Federal judge refuses to let Republican legislators join lawsuit challenging Wisconsin abortion laws

Patrick Marley
Milwaukee Journal Sentinel
Josh Kaul

MADISON - A federal judge Tuesday refused to let Wisconsin lawmakers intervene in a lawsuit challenging some of Wisconsin's abortion laws.

Planned Parenthood of Wisconsin in January sought to overturn laws that prevent nurses from performing abortions and limit the ability of women to obtain medications that induce abortions.

RELATED:Republican legislators seek to intervene in lawsuit over Wisconsin's abortion laws

RELATED:Attorney General Josh Kaul, a Democrat, defends Wisconsin's GOP-passed abortion laws in new court filing

Democratic Attorney General Josh Kaul is defending those laws, but Republican lawmakers have said they don’t trust him and asked U.S. District Judge William Conley to let them intervene in the case.

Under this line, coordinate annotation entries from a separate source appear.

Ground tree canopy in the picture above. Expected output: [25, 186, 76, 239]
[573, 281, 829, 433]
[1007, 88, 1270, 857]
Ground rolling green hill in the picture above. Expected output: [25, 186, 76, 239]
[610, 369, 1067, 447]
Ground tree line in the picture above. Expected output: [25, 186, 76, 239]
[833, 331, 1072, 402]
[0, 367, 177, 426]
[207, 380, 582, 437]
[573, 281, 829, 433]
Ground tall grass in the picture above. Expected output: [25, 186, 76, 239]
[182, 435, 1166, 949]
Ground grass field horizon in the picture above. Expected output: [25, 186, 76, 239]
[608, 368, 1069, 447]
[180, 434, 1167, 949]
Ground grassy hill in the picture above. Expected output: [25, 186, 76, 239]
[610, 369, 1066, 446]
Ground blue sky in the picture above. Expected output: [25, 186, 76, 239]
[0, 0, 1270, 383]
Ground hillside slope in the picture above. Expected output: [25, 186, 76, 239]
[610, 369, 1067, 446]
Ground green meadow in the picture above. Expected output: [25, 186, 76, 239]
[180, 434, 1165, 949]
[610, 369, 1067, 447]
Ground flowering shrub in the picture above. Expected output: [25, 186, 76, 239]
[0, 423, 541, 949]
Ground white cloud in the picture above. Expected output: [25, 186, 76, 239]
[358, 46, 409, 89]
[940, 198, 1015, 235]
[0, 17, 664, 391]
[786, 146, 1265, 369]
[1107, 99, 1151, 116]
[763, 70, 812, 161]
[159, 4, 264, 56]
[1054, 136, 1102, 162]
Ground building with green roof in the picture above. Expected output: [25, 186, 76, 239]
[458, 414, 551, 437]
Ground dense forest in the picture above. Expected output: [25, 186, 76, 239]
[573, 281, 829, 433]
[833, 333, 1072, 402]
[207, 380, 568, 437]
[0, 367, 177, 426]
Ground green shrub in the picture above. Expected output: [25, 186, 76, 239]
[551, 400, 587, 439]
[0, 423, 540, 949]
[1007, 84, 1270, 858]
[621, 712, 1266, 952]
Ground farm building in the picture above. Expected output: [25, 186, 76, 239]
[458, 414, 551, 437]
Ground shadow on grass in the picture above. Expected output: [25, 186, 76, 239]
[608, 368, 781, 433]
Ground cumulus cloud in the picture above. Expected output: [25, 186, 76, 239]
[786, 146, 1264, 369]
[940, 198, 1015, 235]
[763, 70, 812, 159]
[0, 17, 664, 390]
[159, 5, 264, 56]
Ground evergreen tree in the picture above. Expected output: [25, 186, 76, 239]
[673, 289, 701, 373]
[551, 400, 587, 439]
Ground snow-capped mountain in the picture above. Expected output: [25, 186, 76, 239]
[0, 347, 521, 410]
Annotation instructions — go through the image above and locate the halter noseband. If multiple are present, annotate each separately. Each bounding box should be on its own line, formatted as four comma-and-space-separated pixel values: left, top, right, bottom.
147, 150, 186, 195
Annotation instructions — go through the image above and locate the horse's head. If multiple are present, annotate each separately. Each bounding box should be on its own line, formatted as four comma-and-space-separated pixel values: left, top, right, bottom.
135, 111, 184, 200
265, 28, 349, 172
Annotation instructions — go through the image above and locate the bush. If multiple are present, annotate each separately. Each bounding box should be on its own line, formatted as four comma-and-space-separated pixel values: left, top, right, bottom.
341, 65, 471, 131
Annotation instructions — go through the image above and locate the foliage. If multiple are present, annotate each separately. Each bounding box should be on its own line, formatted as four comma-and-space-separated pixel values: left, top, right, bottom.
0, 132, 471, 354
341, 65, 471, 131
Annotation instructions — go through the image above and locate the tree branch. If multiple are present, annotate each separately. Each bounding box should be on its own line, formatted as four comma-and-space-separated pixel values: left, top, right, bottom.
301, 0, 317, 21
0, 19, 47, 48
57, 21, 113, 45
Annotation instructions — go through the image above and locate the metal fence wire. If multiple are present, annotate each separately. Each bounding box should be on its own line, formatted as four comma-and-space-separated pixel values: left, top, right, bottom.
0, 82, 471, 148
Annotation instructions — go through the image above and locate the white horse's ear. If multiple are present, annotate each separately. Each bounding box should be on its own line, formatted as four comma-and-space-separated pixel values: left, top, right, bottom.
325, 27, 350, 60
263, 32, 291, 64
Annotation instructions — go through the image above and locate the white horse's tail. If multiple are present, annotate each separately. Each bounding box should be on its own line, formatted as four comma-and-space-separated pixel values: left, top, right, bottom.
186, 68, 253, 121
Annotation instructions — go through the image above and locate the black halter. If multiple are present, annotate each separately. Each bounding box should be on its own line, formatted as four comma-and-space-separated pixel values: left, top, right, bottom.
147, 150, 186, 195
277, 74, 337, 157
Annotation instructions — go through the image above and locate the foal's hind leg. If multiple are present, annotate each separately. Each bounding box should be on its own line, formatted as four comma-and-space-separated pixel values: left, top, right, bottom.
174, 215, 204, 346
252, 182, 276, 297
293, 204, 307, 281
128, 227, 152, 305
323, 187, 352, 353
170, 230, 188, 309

GOP lawmakers said they didn't believe Kaul would defend the laws as ardently as possible because he had been endorsed by an arm of Planned Parenthood; had joined other states in challenging federal regulations barring family planning clinics that receive government funding from referring patients to abortion clinics; and had withdrawn friend-of-the-court briefs filed by his Republican predecessor in two cases challenging abortion restrictions in other states.

Conley said those concerns from Republicans weren't enough to given them the right to join the case. 

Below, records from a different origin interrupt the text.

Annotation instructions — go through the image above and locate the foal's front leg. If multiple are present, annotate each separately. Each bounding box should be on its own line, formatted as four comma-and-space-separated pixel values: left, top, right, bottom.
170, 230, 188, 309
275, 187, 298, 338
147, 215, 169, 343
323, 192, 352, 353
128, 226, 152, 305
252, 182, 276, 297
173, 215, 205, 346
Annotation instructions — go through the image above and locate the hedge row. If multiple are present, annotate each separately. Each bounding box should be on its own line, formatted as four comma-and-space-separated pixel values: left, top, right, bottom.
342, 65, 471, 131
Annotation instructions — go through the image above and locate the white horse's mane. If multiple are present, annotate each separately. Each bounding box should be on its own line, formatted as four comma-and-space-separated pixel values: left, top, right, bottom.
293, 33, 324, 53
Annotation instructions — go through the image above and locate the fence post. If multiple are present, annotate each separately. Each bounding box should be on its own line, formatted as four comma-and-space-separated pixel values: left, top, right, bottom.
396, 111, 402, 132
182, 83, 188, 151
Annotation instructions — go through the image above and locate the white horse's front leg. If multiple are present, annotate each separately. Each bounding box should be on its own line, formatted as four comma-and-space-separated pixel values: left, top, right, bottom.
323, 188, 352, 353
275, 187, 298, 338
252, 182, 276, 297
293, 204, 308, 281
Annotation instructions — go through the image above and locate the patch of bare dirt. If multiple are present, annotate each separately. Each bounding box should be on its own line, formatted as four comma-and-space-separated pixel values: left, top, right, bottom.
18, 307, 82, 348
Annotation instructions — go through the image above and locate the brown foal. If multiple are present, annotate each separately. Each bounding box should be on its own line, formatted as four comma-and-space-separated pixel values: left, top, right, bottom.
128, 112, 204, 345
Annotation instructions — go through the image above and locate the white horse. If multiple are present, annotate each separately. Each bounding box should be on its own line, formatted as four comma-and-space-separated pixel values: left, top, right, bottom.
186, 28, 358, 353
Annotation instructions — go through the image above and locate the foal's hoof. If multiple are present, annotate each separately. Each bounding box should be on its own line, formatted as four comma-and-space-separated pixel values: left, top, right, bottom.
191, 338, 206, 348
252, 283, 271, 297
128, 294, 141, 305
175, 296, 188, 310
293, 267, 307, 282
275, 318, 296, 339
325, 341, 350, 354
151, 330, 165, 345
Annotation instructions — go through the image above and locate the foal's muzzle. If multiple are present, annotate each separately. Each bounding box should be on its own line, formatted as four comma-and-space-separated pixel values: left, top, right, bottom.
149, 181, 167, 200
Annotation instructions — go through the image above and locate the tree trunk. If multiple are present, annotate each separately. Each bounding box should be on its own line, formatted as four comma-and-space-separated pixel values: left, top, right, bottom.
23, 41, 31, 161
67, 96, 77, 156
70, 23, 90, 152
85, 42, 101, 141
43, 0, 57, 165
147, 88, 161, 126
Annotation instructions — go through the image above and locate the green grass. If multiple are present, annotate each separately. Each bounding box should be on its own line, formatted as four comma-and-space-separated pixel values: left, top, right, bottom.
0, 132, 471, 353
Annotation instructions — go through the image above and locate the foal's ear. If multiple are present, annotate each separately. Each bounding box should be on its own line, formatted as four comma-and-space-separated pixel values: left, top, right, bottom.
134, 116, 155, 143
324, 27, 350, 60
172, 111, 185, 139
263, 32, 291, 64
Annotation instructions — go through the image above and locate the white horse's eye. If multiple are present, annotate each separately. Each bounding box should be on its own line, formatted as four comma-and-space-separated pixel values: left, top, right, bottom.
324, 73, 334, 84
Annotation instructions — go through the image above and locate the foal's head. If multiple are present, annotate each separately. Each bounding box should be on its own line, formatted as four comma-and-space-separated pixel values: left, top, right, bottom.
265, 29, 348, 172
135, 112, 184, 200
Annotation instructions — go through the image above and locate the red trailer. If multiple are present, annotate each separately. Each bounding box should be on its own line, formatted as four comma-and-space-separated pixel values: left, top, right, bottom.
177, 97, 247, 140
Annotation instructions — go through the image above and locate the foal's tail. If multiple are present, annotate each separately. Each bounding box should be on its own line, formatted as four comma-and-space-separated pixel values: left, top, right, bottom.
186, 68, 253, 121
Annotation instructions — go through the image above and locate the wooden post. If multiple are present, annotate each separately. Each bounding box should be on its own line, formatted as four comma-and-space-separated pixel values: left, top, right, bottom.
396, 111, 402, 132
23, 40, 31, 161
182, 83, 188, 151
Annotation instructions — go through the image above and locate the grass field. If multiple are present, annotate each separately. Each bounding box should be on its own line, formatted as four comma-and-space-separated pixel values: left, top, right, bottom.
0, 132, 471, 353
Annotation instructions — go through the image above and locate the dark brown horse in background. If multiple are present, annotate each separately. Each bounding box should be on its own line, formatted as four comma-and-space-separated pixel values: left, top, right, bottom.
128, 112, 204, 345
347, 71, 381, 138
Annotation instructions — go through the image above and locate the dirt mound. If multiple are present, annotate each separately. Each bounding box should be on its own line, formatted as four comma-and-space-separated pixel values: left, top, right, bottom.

"Even viewed collectively, this litany fails to demonstrate (or even come close to demonstrating) either gross negligence or bad faith," Conley said, referring to the standards that he found must be met for the Republican lawmakers to establish they had a right to intervene in the case.  

Lawmakers had told Conley that if he didn't believe they had a right to join the case, he should give them permission to join it anyway so they could make their arguments for upholding the abortion regulations.

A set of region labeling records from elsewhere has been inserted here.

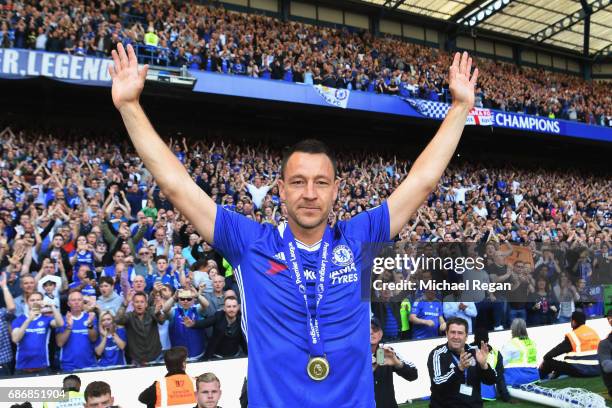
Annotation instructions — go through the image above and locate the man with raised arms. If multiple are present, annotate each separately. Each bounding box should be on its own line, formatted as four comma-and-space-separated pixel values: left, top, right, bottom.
110, 44, 478, 408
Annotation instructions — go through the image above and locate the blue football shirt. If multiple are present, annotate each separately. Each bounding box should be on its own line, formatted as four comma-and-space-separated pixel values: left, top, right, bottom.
214, 203, 390, 408
96, 327, 127, 367
11, 315, 54, 370
56, 313, 98, 371
410, 299, 444, 340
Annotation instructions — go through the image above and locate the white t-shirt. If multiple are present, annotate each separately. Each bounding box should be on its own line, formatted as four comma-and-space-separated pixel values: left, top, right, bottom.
474, 207, 489, 218
36, 275, 62, 299
247, 184, 270, 209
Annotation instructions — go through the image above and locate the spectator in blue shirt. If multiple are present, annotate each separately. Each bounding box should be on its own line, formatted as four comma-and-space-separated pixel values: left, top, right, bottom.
68, 235, 95, 272
95, 310, 127, 367
0, 272, 15, 377
163, 289, 208, 359
11, 292, 64, 375
68, 264, 96, 296
155, 255, 181, 289
410, 290, 446, 340
56, 289, 98, 372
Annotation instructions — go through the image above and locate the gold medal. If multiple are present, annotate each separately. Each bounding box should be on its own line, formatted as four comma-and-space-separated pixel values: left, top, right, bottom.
306, 357, 329, 381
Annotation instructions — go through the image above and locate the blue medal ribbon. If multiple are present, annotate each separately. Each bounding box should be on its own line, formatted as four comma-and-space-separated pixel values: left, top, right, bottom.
283, 223, 332, 357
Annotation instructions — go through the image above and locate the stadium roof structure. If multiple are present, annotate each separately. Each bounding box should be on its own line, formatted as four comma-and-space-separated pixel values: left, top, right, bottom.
363, 0, 612, 58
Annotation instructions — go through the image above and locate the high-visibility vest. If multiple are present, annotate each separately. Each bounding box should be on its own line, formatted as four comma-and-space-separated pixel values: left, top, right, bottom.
43, 391, 85, 408
400, 298, 412, 332
564, 324, 601, 365
480, 347, 498, 401
155, 374, 196, 408
144, 33, 159, 47
504, 337, 538, 368
221, 258, 234, 278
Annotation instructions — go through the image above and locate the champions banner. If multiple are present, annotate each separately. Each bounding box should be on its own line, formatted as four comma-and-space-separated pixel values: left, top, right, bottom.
0, 49, 113, 86
402, 98, 493, 126
313, 85, 350, 109
0, 49, 612, 142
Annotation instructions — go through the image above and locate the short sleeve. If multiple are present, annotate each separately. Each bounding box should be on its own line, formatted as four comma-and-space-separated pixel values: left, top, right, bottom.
213, 205, 263, 267
55, 316, 68, 334
410, 300, 423, 316
117, 327, 127, 341
344, 201, 391, 243
11, 315, 26, 330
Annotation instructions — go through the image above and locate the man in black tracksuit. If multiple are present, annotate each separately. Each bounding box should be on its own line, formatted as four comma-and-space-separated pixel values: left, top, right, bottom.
370, 317, 419, 408
427, 318, 497, 408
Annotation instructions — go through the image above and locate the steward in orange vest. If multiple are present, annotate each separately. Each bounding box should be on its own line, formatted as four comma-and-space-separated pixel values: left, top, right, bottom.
138, 347, 196, 408
539, 312, 601, 378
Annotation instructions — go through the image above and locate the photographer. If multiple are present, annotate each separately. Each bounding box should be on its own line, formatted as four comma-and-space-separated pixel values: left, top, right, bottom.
95, 310, 127, 367
11, 292, 64, 375
370, 318, 418, 408
55, 289, 98, 372
427, 318, 496, 408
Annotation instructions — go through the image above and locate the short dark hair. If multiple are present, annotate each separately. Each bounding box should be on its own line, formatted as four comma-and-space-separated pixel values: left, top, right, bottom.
132, 291, 149, 301
98, 276, 115, 286
572, 310, 586, 326
164, 346, 188, 372
196, 373, 221, 391
446, 317, 468, 334
281, 139, 338, 179
62, 374, 81, 392
84, 381, 112, 402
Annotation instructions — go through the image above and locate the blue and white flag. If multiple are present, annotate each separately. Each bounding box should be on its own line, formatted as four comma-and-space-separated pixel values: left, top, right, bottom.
313, 85, 350, 109
402, 98, 493, 126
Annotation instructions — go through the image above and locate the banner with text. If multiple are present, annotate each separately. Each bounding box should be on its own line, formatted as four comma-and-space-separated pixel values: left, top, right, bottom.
0, 49, 113, 86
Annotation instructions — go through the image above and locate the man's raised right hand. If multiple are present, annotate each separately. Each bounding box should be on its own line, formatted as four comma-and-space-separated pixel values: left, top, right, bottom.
108, 43, 149, 110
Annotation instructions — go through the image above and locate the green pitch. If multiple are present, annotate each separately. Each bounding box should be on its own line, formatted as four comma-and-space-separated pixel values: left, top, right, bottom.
400, 377, 612, 408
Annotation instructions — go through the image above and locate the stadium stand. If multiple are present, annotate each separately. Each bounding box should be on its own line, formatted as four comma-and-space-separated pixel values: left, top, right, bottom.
0, 0, 612, 126
0, 124, 612, 371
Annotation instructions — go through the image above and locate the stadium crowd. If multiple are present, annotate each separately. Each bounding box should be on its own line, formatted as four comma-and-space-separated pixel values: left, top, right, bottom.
0, 0, 612, 126
0, 128, 612, 374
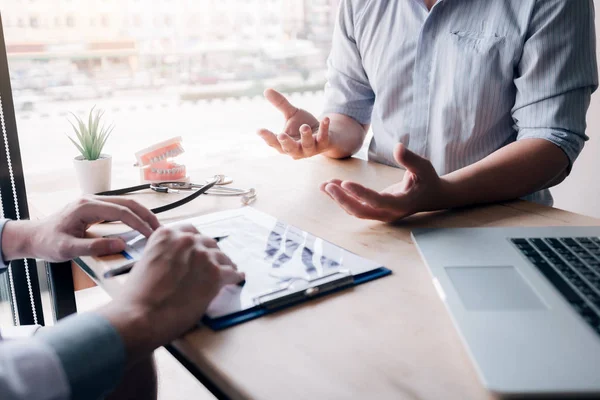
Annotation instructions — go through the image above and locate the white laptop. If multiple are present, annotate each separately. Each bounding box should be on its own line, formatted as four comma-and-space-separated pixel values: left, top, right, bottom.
413, 227, 600, 395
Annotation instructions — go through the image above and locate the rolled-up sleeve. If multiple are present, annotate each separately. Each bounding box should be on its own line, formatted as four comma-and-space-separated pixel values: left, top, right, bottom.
513, 0, 598, 171
324, 0, 375, 124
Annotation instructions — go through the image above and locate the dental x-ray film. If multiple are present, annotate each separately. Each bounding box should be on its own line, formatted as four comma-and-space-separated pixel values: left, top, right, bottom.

Conley declined to do that, writing that their arguments were no different from the ones offered by Kaul. 

"To allow intervention would likely infuse additional politics into an already politically divisive area of the law and needlessly complicate this case," Conley wrote. 

Senate Majority Leader Scott Fitzgerald of Juneau said legislative leaders were reviewing whether to appeal the decision that's keeping them out of the case. 

In court filings, GOP lawmakers in part argued they should be allowed to join the case under a law they passed in December that says they can automatically intervene in cases challenging the constitutionality of state laws. The measure was included in a collection of other lame-duck laws aimed at curbing the powers of Kaul and Democratic Gov. Tony Evers. 

“The state of Wisconsin itself has made the sovereign judgment that the attorney general does not adequately represent the Legislature’s interests in cases involving constitutional challenges to state statutes,” Jeffrey Harris, an attorney hired by the Legislature, wrote in one filing.

But Conley found the Legislature couldn't join the case on the basis of the state's intervention statute alone. To join a federal lawsuit, it also needs to meet standards set in federal rules and it didn't do so in this case, he determined.

Planned Parenthood's lawsuit contends advanced practice nurses — such as nurse practitioners and nurse-midwives — should be able to perform certain types of abortions. The lawsuit also asks to make it easier for women to obtain medication that causes abortions, including by allowing them to consult with doctors and nurses through video links.

Some regulations the group is challenging have been on the books since 1974. Others were approved as recently as 2011. 

GOP lawmakers hired the Virginia law firm Consovoy McCarthy Park of Arlington to assist them in the case. Taxpayers are paying the firm $500 an hour for its work.